At present there are already many deep geothermal projects allowing us to have a better understanding of deep geothermal energy. However, there are still many issues to be solved for more reliable use of deep geothermal energy. This thesis proposes an engineering analysis method to assess the performance of a typical deep geothermal system, which is a doublet system with one injection well and one extraction well.

A convective heat transfer boundary between the aquifer and overburden layers is applied for the axisymmetric problem based on the Lauwerier model for the first time. A new analytical solution is deduced using a series of Laplace transforms. The interaction between the injection well and extraction well is first neglected. Compared with other relevant analytical solutions, this new analytical solution comprehensively includes both heat conduction and heat advection in the aquifer and the heat flux between the aquifer and overburden layer. As long as the relevant parameters are obtained, the new analytical solution can intuitively illustrate the temporal and spatial temperature distribution within the aquifer. It can be used to determine the location of the extraction well and to evaluate the extracted geothermal power of the hot water aquifer.

The convective heat transfer boundary at the interface does not only reflect the actual heat transfer process at the interface, but also models the heat transfer process in the overburden layer. It is shown that the dimensionless equivalent heat transfer coefficient is expressed as a function of the dimensionless injection rate and the dimensionless thermal conductivity of the overburden layer so the new analytical solution effectively incorporates the properties of the overburden layer. A series of FE simulations are conducted, and the analytical model is curve fitted to the FE results to evaluate the values of the dimensionless equivalent heat transfer coefficient. Based on the results of the curve fitting exercise, two empirical equations are proposed for typical cases. Applying the analytical solution coupled with these empirical equations and along with proper error estimates, it is possible to conduct a simple and rapid evaluation of the geothermal potential of a particular site.
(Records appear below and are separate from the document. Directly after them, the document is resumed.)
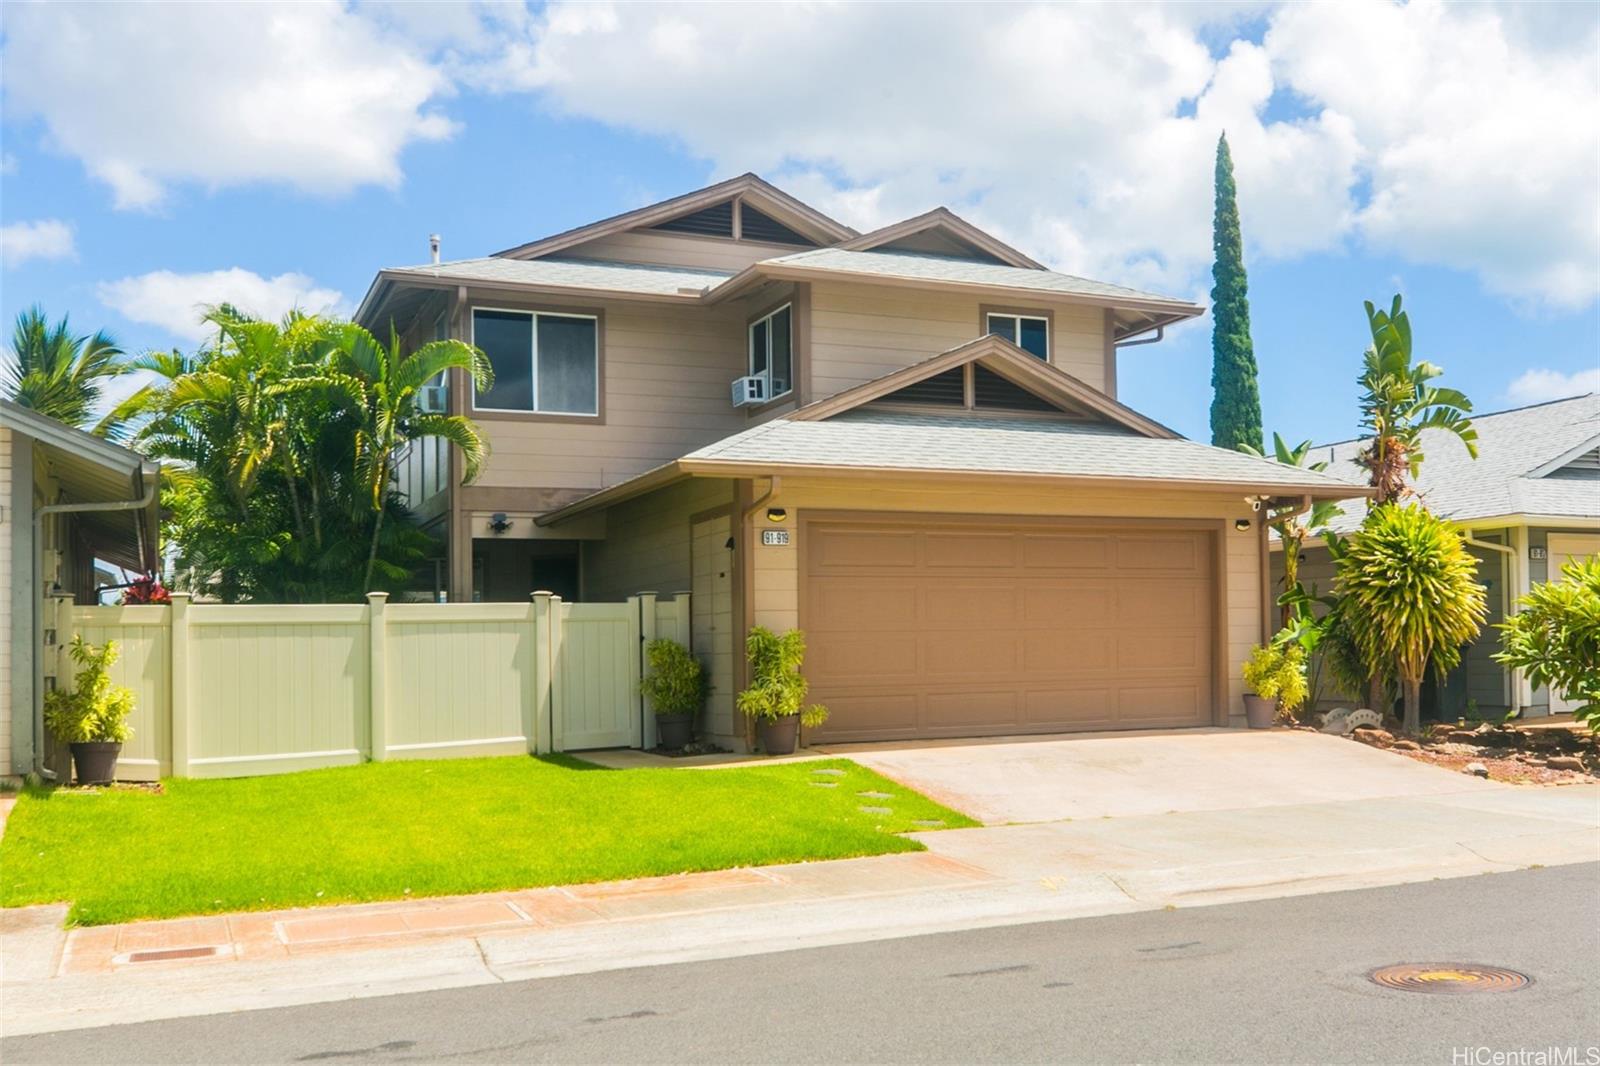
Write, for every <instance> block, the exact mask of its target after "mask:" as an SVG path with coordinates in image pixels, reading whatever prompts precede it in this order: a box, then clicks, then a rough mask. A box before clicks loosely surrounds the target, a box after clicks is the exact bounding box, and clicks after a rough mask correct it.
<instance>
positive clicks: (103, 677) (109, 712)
mask: <svg viewBox="0 0 1600 1066" xmlns="http://www.w3.org/2000/svg"><path fill="white" fill-rule="evenodd" d="M70 655H72V661H74V663H75V664H77V667H78V671H77V679H75V680H74V683H72V688H56V690H54V691H51V693H46V695H45V725H46V727H50V731H51V733H54V735H56V739H59V741H61V743H62V744H93V743H114V744H123V743H126V741H128V738H130V736H131V735H133V728H130V727H128V715H130V714H133V691H131V690H128V688H125V687H123V685H114V683H112V682H110V666H112V663H115V661H117V642H115V640H107V642H106V643H102V645H99V647H94V645H93V643H88V642H86V640H83V634H78V635H77V637H74V639H72V648H70Z"/></svg>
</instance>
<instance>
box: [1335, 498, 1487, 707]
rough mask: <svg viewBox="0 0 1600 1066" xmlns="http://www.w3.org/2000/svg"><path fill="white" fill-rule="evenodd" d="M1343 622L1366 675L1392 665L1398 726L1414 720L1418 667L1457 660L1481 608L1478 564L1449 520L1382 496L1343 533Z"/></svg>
mask: <svg viewBox="0 0 1600 1066" xmlns="http://www.w3.org/2000/svg"><path fill="white" fill-rule="evenodd" d="M1338 592H1339V611H1341V615H1342V623H1344V624H1346V626H1347V632H1349V635H1350V639H1352V640H1354V643H1355V645H1357V648H1358V650H1360V653H1362V658H1363V659H1365V661H1366V667H1368V671H1370V675H1371V677H1381V675H1384V674H1387V672H1390V671H1392V675H1395V677H1398V679H1400V687H1402V690H1403V693H1405V731H1406V733H1416V731H1418V730H1419V728H1421V715H1422V711H1421V696H1422V674H1424V672H1426V671H1427V666H1429V663H1432V664H1434V669H1435V671H1437V674H1438V675H1440V677H1443V675H1445V674H1446V672H1450V671H1451V669H1454V666H1456V664H1458V663H1461V647H1462V645H1464V643H1467V642H1470V640H1472V639H1474V637H1477V635H1478V631H1480V629H1482V627H1483V618H1485V615H1488V607H1486V599H1485V591H1483V586H1482V584H1478V565H1477V560H1475V559H1474V557H1472V554H1470V552H1467V549H1466V543H1464V541H1462V538H1461V533H1458V531H1456V527H1454V525H1451V523H1450V522H1446V520H1443V519H1440V517H1437V515H1434V514H1430V512H1429V511H1427V509H1424V507H1419V506H1414V504H1413V506H1405V507H1402V506H1400V504H1394V503H1389V504H1382V506H1378V507H1374V509H1373V511H1371V514H1368V515H1366V520H1365V522H1363V523H1362V527H1360V528H1358V530H1357V531H1355V533H1352V535H1350V536H1349V538H1346V539H1344V543H1342V546H1341V549H1339V559H1338Z"/></svg>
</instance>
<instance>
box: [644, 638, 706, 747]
mask: <svg viewBox="0 0 1600 1066" xmlns="http://www.w3.org/2000/svg"><path fill="white" fill-rule="evenodd" d="M645 661H646V663H648V664H650V672H648V674H645V677H643V679H642V680H640V682H638V691H642V693H645V699H650V709H651V711H654V712H656V743H658V744H659V746H661V747H688V744H690V741H693V739H694V715H696V714H699V709H701V707H702V706H704V704H706V693H707V691H710V682H709V680H707V677H706V667H704V666H701V661H699V659H696V658H694V656H693V655H690V650H688V648H685V647H683V645H682V643H678V642H677V640H667V639H659V640H651V642H650V643H646V645H645Z"/></svg>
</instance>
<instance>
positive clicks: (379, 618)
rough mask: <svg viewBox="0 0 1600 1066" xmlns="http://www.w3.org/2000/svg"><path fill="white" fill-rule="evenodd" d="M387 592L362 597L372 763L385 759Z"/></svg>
mask: <svg viewBox="0 0 1600 1066" xmlns="http://www.w3.org/2000/svg"><path fill="white" fill-rule="evenodd" d="M387 603H389V594H387V592H368V594H366V631H368V635H370V647H371V655H370V656H368V664H366V691H368V696H370V699H368V709H366V711H368V733H366V736H368V744H370V749H371V759H373V762H382V760H384V759H387V757H389V623H387V621H386V619H384V607H386V605H387Z"/></svg>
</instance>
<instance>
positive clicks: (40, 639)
mask: <svg viewBox="0 0 1600 1066" xmlns="http://www.w3.org/2000/svg"><path fill="white" fill-rule="evenodd" d="M142 472H144V471H142V467H141V471H139V474H141V475H142ZM158 487H160V479H158V477H152V479H149V483H147V485H146V488H144V495H142V496H139V498H138V499H112V501H106V503H83V504H43V506H42V507H35V509H34V551H32V554H34V656H35V658H34V773H37V775H38V776H42V778H45V779H46V781H54V779H56V775H54V773H53V771H51V770H50V768H46V767H45V691H43V688H45V666H43V663H42V661H40V658H38V656H40V650H42V648H43V647H45V616H43V615H42V613H40V610H38V608H40V600H42V599H43V591H45V589H43V584H45V565H43V531H45V519H48V517H50V515H56V514H91V512H106V511H144V509H146V507H149V506H150V503H152V501H154V499H155V490H157V488H158ZM139 546H141V551H142V546H144V530H142V527H141V530H139ZM56 640H58V642H59V640H61V634H56Z"/></svg>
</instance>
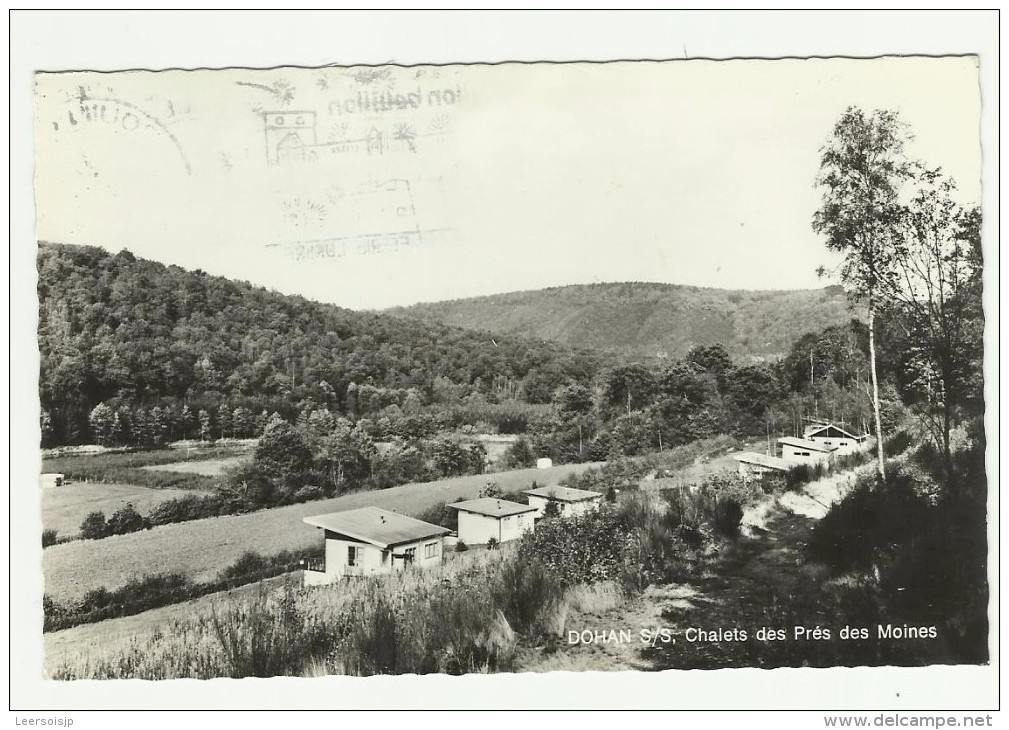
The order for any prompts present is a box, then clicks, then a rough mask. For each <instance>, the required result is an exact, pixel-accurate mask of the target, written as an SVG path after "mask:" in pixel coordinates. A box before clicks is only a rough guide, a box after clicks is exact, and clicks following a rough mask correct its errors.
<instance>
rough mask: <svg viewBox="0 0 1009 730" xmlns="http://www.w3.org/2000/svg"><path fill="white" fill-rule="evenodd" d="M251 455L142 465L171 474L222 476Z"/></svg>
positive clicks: (211, 476)
mask: <svg viewBox="0 0 1009 730" xmlns="http://www.w3.org/2000/svg"><path fill="white" fill-rule="evenodd" d="M248 458H249V456H226V457H224V458H201V459H190V460H187V461H170V462H169V463H154V464H148V465H146V466H142V468H145V470H147V471H149V472H167V473H170V474H195V475H201V476H203V477H220V476H222V475H223V474H224V473H225V472H227V471H228V470H229V468H231V467H232V466H237V465H238V464H240V463H242V462H243V461H246V460H248Z"/></svg>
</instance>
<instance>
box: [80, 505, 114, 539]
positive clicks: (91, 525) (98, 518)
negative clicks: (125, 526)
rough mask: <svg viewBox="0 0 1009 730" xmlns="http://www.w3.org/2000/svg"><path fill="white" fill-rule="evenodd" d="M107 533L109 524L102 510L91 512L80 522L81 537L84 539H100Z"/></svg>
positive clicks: (107, 532)
mask: <svg viewBox="0 0 1009 730" xmlns="http://www.w3.org/2000/svg"><path fill="white" fill-rule="evenodd" d="M109 534H110V532H109V525H108V523H107V522H106V521H105V513H104V512H100V511H96V512H92V513H90V514H89V515H88V516H87V517H85V518H84V521H83V522H82V523H81V537H82V538H84V539H85V540H100V539H101V538H103V537H107V536H108V535H109Z"/></svg>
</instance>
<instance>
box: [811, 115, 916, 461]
mask: <svg viewBox="0 0 1009 730" xmlns="http://www.w3.org/2000/svg"><path fill="white" fill-rule="evenodd" d="M909 139H910V133H909V131H908V129H907V127H906V125H904V124H903V122H901V121H900V119H899V118H898V116H897V114H896V113H895V112H892V111H886V110H882V111H881V110H877V111H874V112H873V113H872V114H867V113H866V112H864V111H863V110H861V109H859V108H857V107H849V108H848V109H847V110H846V111H845V112H844V114H842V116H840V118H839V119H838V120H837V122H836V124H834V127H833V131H832V134H831V136H830V138H829V139H828V141H827V143H826V144H825V145H824V146H823V147H822V148H821V150H820V165H819V173H818V175H817V177H816V182H815V186H816V188H817V189H818V190H819V191H820V192H821V194H822V200H821V205H820V208H819V210H817V211H816V213H815V214H814V215H813V221H812V227H813V230H814V231H815V232H816V233H819V234H820V235H822V236H823V237H824V238H825V241H826V246H827V248H828V249H830V250H833V251H837V252H839V253H843V254H844V259H843V264H842V267H840V275H842V280H843V281H844V284H845V288H846V291H847V293H848V295H849V298H850V299H851V300H852V301H854V302H860V303H862V304H864V306H865V307H866V309H867V318H868V324H869V367H870V373H871V380H872V401H873V412H874V415H875V421H876V441H877V443H876V448H877V452H878V472H879V477H880V479H881V480H882V479H883V478H884V477H885V476H886V466H885V464H884V454H883V428H882V424H881V419H880V395H879V381H878V378H877V374H876V314H877V312H878V310H879V307H880V305H881V303H882V302H883V300H884V298H885V297H886V296H887V294H888V293H889V292H891V291H892V290H893V283H894V278H895V263H894V255H895V241H896V240H897V238H898V236H899V228H900V221H901V205H900V199H899V198H900V193H901V189H902V187H903V184H904V182H905V181H906V180H907V178H908V176H909V175H910V173H911V165H910V164H909V163H908V161H907V159H906V158H905V155H904V145H905V142H906V141H908V140H909Z"/></svg>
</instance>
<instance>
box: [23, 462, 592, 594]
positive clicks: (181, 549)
mask: <svg viewBox="0 0 1009 730" xmlns="http://www.w3.org/2000/svg"><path fill="white" fill-rule="evenodd" d="M595 465H598V464H595V463H584V464H565V465H563V466H554V467H552V468H548V470H537V468H529V470H518V471H514V472H500V473H496V474H492V475H474V476H469V477H457V478H453V479H445V480H440V481H438V482H429V483H418V484H409V485H402V486H400V487H393V488H390V489H386V490H372V491H364V492H355V493H351V494H347V495H343V496H341V497H336V498H334V499H330V500H321V501H317V502H308V503H303V504H297V505H290V506H287V507H278V508H274V509H270V510H262V511H260V512H253V513H250V514H246V515H231V516H226V517H212V518H207V519H202V520H194V521H192V522H183V523H178V524H170V525H162V526H159V527H155V528H153V529H150V530H143V531H141V532H132V533H129V534H125V535H113V536H112V537H106V538H104V539H101V540H79V541H74V542H68V543H64V544H59V545H52V546H51V547H47V548H46V549H45V550H44V551H43V553H42V570H43V573H44V576H45V593H46V594H48V595H49V596H51V597H52V598H53V599H54V600H57V601H60V602H66V601H78V600H80V599H81V597H83V596H84V594H85V593H87V592H88V591H91V590H94V589H99V588H106V589H109V590H113V589H115V588H118V587H121V586H123V585H125V584H126V583H127V582H129V581H130V580H131V579H136V578H142V577H144V576H148V575H152V573H176V572H178V573H183V575H185V576H187V577H188V578H191V579H192V580H194V581H209V580H211V579H213V578H214V577H216V576H217V575H218V573H219V572H220V570H221V568H223V567H225V566H227V565H229V564H231V563H233V562H234V561H235V560H236V559H237V558H238V557H239V556H240V555H241V554H242V553H244V552H245V551H247V550H254V551H256V552H259V553H261V554H264V555H269V554H273V553H277V552H281V551H283V550H292V551H295V550H301V549H306V548H311V547H313V546H317V545H320V544H322V536H321V535H320V534H319V531H318V530H316V529H315V528H312V527H309V526H308V525H306V524H304V523H303V522H302V518H304V517H308V516H310V515H317V514H323V513H326V512H338V511H342V510H351V509H356V508H358V507H366V506H375V507H382V508H384V509H388V510H395V511H397V512H402V513H404V514H410V515H413V514H418V513H420V512H423V511H424V510H426V509H428V508H430V507H432V506H434V505H437V504H439V503H441V502H452V501H455V500H456V499H458V498H463V499H472V498H474V497H476V496H477V495H479V493H480V491H481V490H482V489H483V488H484V487H485V486H486V484H487V482H490V481H493V482H495V483H496V484H497V485H499V486H500V488H501V489H503V490H505V491H514V490H518V489H521V488H524V487H528V486H529V485H531V484H532V482H533V481H534V480H535V481H536V482H538V483H539V484H540V485H544V484H555V483H556V482H558V481H559V480H561V479H563V478H565V477H568V476H570V475H577V474H580V473H582V472H584V471H586V470H588V468H590V467H592V466H595Z"/></svg>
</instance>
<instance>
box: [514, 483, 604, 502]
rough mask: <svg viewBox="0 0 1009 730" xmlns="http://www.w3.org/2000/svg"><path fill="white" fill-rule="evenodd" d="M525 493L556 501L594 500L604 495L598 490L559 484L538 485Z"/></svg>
mask: <svg viewBox="0 0 1009 730" xmlns="http://www.w3.org/2000/svg"><path fill="white" fill-rule="evenodd" d="M523 494H524V495H532V496H533V497H543V498H545V499H548V500H554V501H556V502H585V501H587V500H594V499H596V498H598V497H602V495H601V494H599V493H598V492H589V491H588V490H576V489H574V488H572V487H559V486H558V487H537V488H536V489H534V490H526V491H525V492H523Z"/></svg>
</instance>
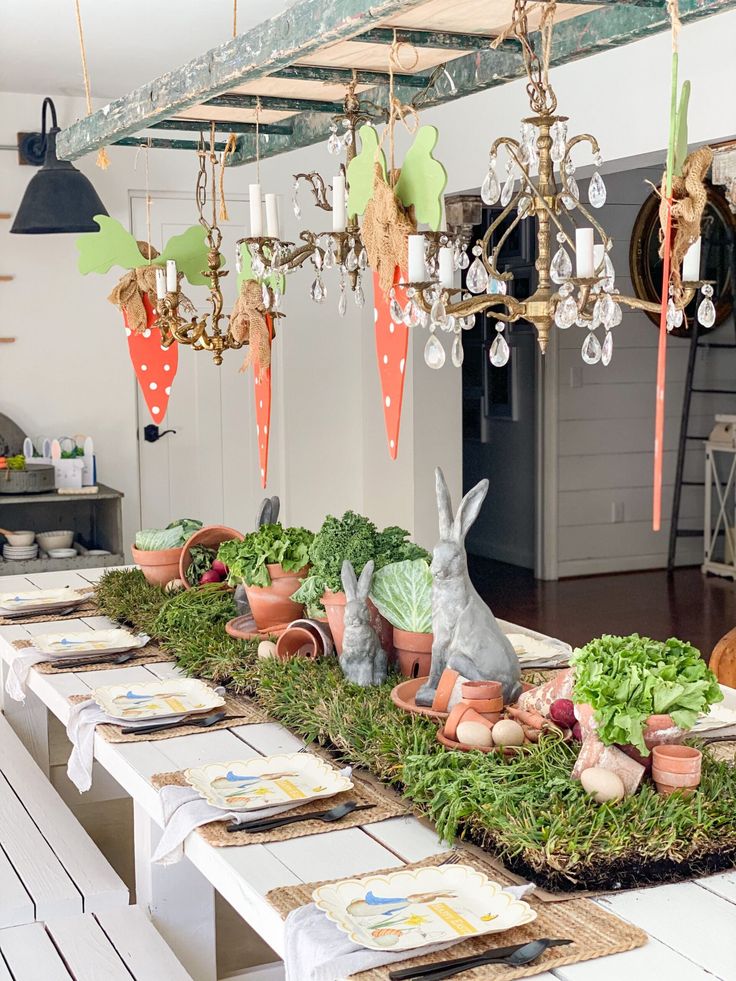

The revised analytical solution in this thesis is novel as there is no other analytical or semi analytical solution for the doublet system considering the heat conduction and heat advection in the aquifer and the heat flux between the aquifer and overburden layer. The revised analytical solution extended the analytical solution for a single injection well to a doublet scheme by considering the interaction effect between the injection well and the extraction well. The expression of the critical distance between two wells is obtained so that the best location of the extraction well in a doublet system can be determined. The spatial and temporal temperature distribution in the aquifer for a doublet scheme can be given by the revised analytical solution when the well distance is greater than the critical distance. It is found that it is valid to use a single well model to simplify a doublet scheme when the extraction well is far away from the injection well. The temperature of the extracted water against different time, injection rates and well distances can be obtained via the revised analytical solution. The revised analytical solution is compared with the experimental data and the numerical solutions and it is found that they match with each other well.

The effect of a natural fault/fracture that exists in the aquifer on the performance of a doublet system, namely the temperature distribution and extracted temperature, is evaluated. By comparing the line model with the domain model, it is found that the line model is valid and computationally efficient. It is found that the acceleration effect of the fracture on thermal movement is the greatest when the fracture is located at the midpoint of the two wells. When the fracture is shifted towards the injection (extraction) well, the acceleration effect decreases and then becomes the deceleration effect. The deceleration effect of the fracture is the greatest when the fracture is located at the injection (extraction) well. The expressions of the critical angle for any position of the fracture in the doublet system are obtained. Equipped with these expressions, it is possible to decide whether the doublet system is still efficient during its life span once the cold water injection rate and the geometry and properties of the fracture are given.